The Norton P10 was a prototype motorcycle designed by AMC in the 1960s. It used a unit construction 800 cc DOHC parallel twin engine. The model suffered from oil leaks and severe vibration during testing and was never put into production. Following the collapse of AMC in 1966 and the subsequent takeover by Manganese Bronze Holdings to form Norton-Villiers, the prototype was used as a starting point of the Z26, which was intended as a replacement for the Norton Atlas.

==History==
Charles Udall had joined AMC as engineering director in 1961 from Velocette, where he had been involved in the design of the M-series engines and the LE. He started designing a new DOHC twin, initially as a 750 but soon increased to 800 cc. A prototype was built, using a shortened featherbed frame, which was extensively road-tested, included at the MIRA track at Lindley, near Nuneaton.

The engine had bad vibration problems and development engineer Wally Wyatt tried rubber mounting the engine. During acceleration in the lower gears the rubber mountings would distort causing the engine to move which resulted in the drive chain jumping off its sprockets.

Oil leaks were also a problem. Test rider John Wolverson later recalled "It would go out on road test, and when it came back it looked as if someone had poured a gallon of oil all over it.".

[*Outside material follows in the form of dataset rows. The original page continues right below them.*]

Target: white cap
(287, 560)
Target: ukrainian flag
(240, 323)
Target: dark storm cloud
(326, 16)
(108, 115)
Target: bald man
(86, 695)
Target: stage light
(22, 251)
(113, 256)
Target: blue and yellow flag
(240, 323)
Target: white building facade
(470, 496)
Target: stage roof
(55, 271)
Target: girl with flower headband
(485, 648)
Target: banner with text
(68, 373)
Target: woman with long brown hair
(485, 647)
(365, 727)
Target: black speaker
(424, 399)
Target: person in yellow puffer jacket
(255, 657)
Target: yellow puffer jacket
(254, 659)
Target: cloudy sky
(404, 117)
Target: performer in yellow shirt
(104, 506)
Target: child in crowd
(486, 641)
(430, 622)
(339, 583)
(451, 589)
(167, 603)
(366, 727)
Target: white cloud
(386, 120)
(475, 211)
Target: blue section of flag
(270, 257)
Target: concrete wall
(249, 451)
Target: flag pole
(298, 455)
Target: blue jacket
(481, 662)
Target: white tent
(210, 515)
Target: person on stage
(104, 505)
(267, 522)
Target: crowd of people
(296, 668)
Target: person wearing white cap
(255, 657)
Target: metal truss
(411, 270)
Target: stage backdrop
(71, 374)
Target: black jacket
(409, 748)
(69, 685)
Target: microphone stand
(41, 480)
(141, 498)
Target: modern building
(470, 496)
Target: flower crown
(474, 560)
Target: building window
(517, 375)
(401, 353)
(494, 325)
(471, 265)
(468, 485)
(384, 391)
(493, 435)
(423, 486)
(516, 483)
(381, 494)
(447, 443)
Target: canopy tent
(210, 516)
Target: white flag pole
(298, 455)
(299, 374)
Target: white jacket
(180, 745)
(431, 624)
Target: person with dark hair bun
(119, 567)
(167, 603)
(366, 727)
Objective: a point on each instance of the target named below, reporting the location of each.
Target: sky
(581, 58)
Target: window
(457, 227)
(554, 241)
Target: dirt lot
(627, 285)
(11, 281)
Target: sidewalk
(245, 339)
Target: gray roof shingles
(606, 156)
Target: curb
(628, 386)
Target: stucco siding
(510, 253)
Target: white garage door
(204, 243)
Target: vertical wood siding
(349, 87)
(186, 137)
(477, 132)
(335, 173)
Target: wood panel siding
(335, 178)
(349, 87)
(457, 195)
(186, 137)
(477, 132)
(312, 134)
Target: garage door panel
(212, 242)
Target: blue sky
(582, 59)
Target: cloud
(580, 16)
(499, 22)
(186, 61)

The engine was complex and would have been expensive to produce.

==Technical details==
The engine was a unit construction DOHC parallel twin and had a 5 speed gearbox. Continuing from Udall's designs at Velocette, the engine used a one piece crankshaft which ran on tapered roller bearings. Whilst this arrangement worked well on the narrow Velocette singles, the width of the twin required the bearing to be pre-loaded by 11 thou when cold to eliminate end float when hot.

A long (4 ft) chain drove the camshafts and the magneto, which was mounted at the rear of the engine. The chain ran from the crankcases to the head in external tubes. The tubes were coated internally with PTFE and had a rubber O ring top and bottom to seal them. To avoid a split link in the chain, the tubes were threaded onto the chain before it was riveted and fitted to the engine. The camshaft sprockets had vernier adjustment to allow precise timing. The long chain caused the engine to sound noisy and the chain was prone to failures. Journalist Bob Currie described the engine as being 'clattery'.

Crankcase pressure was controlled by a breather fitted with a reed valve. This caused the engine to emit a flatulence like sound when the engine was kicked over.

Despite the use of overhead cams, the engine didn't produce any more power than the Atlas engine it was intended to replace.